Save all three. Refresh the page. Your new shader appears in the button bar. Every shader in the project was made this way.
Your own fork
When the work is yours, it should live in your repository, not in the one you cloned.
- Fork the shader-playground repo on GitHub. GitHub will give you a URL for your copy.
- Point your local clone at your fork. In the terminal, inside your
shader-playgrounddirectory:git remote set-url origin https://github.com/YOUR_USER/shader-playground.git - Commit your changes with a short message:
git add . git commit -m "added a radial pulse shader" - Push to your fork:
git push
Your work now lives on GitHub.
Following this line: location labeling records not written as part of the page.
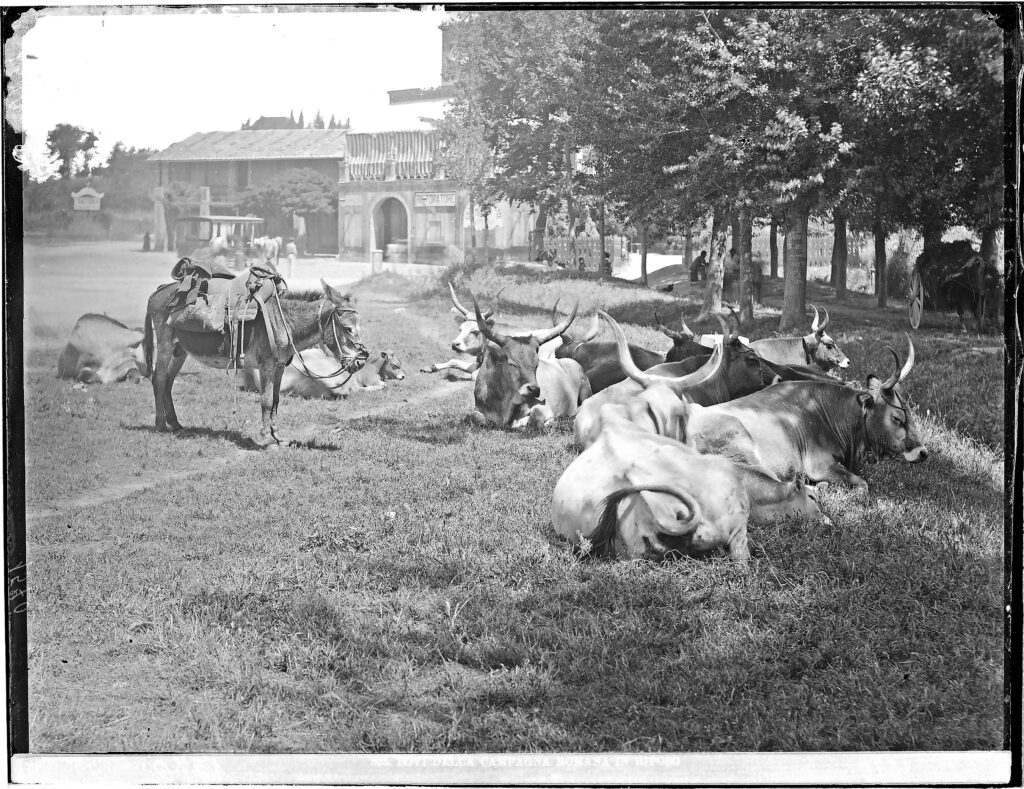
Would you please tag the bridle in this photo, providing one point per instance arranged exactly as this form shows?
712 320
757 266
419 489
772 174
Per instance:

The next time you sit down at a lab machine, you clone your fork instead of mine. Everything you made comes back.
Between classes
If the setup stages feel repetitive, that is the trade you make for working on a different machine every day. Most students settle into the rhythm within two or three class meetings. When a step fails, paste the exact terminal output into your language model and say which step you were on — you'll usually be unstuck in a few minutes.